You have a big following on Instagram – do you ever worry about what to post?
I love my Instagram followers! Most of them have been with me since the start and are so supportive of what I do.
I’ve always got something to share when it comes to fitness, so I’m never worried about what to post. There have, however, been a few posts where I’ve worried about what the reaction might be.
At the end of the day, I know my followers are here because they support my message and what I do.
How do you deal with negative comments on social media?
I don’t get a lot of negative comments, but when I do I just ignore them, delete them, or report them.
Have you considered making fitness your full-time profession?
I have lots of fitness qualifications including a Diploma in Sports Coaching, Fitness and Development, and I’m also a qualified Personal Trainer.
I got into business management because I wasn’t exactly sure what I wanted to do in the fitness industry, and was worried that turning my passion into a career would ruin the spark for me.
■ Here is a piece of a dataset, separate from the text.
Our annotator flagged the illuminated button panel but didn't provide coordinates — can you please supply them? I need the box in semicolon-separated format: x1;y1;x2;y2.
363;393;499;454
I was also heavily influenced by my family who encouraged me to get an office job.
However, I have some exciting plans in place for the next 12 months so let’s see where they take me!
And finally, if you could give someone just ONE fitness tip, what would it be?
Tricky question… I’d say my biggest piece of advice is don’t be afraid to ask for help at the gym.
There’s so much information to digest about training and it’s so important that your form is correct when performing resistance exercises.
We hope that reading this has given you an idea of how to make fitness work around your own routine, and that you’re newly motivated to get past the temptation of skipping out. Helen shows that it is possible to tailor your training around a career — and that being active and healthy will probably help your success and happiness in other aspects of your life.